I read an interesting article recently from Reginald Braithwaite titled “Defactoring”. Sadly the article was published in a format where no comments can be added directly, so I’m going to publish mine here instead.
The premise of the article was about performing the reverse action of “factoring” on a codebase - essentially manually inlining methods again. The reason the author cited for doing this was largely because the promise of reuse, for which the original factoring had apparently taken place, had never materialised. My problem with this assertion is that the code was factored out solely for the purpose of reuse [1], which is rarely the reason I do it. For me, after having factored code out, if I should happen to need to reuse it later then it’s merely a fortuitous side-effect that it has already been simplified.
Introduce Explaining Variable
In Martin Fowler’s book on Refactoring, one of the items (Ch. 6, p124) is about breaking up long expressions into smaller ones and giving the result a name, i.e. using a variable (or constant [2]), e.g. instead of writing:-
var pt = new Point(((right-left)/2)+left
((bottom-top)/2)+top);
...you could break the expression down and name different parts:-
var width = right - left;
var height = bottom - top;
var centreX = left + (width / 2);
var centreY = top + (height / 2);
var centrePoint = new Point(centreX, centreY);
OK, so I’ve gone to the extreme here to make a point (pun intended) and in the real world the expressions are usually longer and have a few nested uses of the ternary operator thrown in for good measure.
The main reason I would do this decomposition is to explain my thinking. If there is a bug in the original example it might not be obvious what that bug is because you can’t see how I derived the expression. In the latter case, by trying to name the elements of the expression I’m cementing in my own mind exactly how it is I’ve arrived at the solution.
Show Your Workings
With my eldest child just about to go through his exams, I’m reminded about how important it is to “show your workings”. At school it’s all very well knowing you know something, but in an exam it’s important to show the examiner that you know it too. Sometimes we have to learn it the hard way by staring at a maths problem we know we’ve done wrong but can’t see where we went astray because all we wrote down was the final answer.
Magic Numbers
If you take an expression and reduce it down to its smallest elements you eventually arrive at creating names for literal values, or as they are often referred to: magic numbers. The most primitive of these are boolean values and anyone who has come across code that uses the CreateEvent function in the Windows API will have met this kind of code:-
CreateEvent(..., true, false, ...);
You have to look up the documentation to see what the arguments refer to; some simple local constants can make this much more readable at the call site:-
const bool manualEvent = true;
const bool notSignalled = false;
CreateEvent(..., manualEvent, notSignalled, ...);
Introduce Explaining Method
The alternative to introducing explaining variables would be to introduce explaining methods where we wrap up the functionality into lots of small, well named methods instead. Going back to our earlier example we could refactor our expression this way instead:-
public int CentreX(left, right)
{
return ((right - left) / 2) + left;
}
Then we can use the methods directly:-
var centrePoint = new Point(CentreX(left, right),
CentreY(top, bottom));
On such as simple and obvious example as this it probably seems overkill, but I’ve often come across many other small expressions that just seem to take way too much brain power to understand - both what they represent and, more importantly, if they’re correct.

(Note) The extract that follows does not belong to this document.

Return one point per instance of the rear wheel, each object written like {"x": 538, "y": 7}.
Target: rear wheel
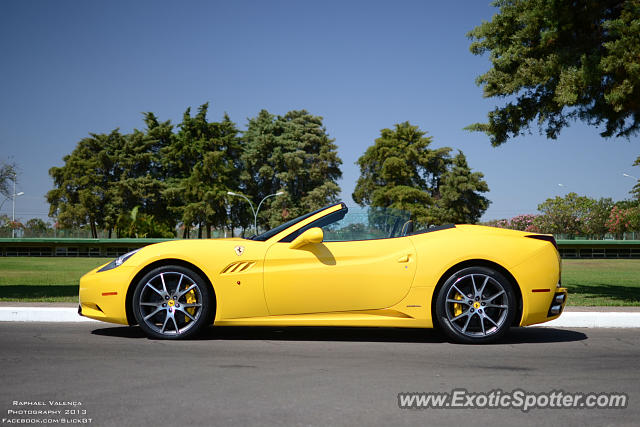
{"x": 476, "y": 305}
{"x": 172, "y": 302}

Turning once again to the Refactoring book and the Extract Method item in particular (Ch. 6, p 110) we find the following advice in the Motivation section:-
“If extracting improves clarity, do it, even if the name is longer than the code you have extracted”.
Too Many Layers of Abstraction?
Once again I find a criticism of this degree of breakdown being that it adds too many levels to the code. I suspect the people who say this seem hell bent on trying to squeeze as much code as possible into the smallest area on the screen. When there are too many layers the calls are across multiple classes, whereas what I’m talking about means lots of little private methods in the same source file.
Additionally, the point of naming is to convey something to the reader, and that’s often hard to do in programming, so much so I can understand why it seems easier to just not do it.
Decades ago there might also have been an argument against doing this on the grounds that it affects performance, and it may well do in dynamic languages, but modern statically compiled languages can easily inline this stuff.
There is a famous quote by Sir Tony Hoare that goes:-
“One way is to make it so simple that there are obviously no deficiencies, and the other way is to make it so complicated that there are no obvious deficiencies”
To me, breaking a problem down as much as possible helps to create a program that approaches the former state rather than the latter.
[1] Of course it’s entirely plausible that the author has chosen to focus solely on this particular use case for factoring out methods and is perfectly aware of others. Either way, I’m going to add my own £0.02 to the debate.
[2] See the Single Assignment Pattern.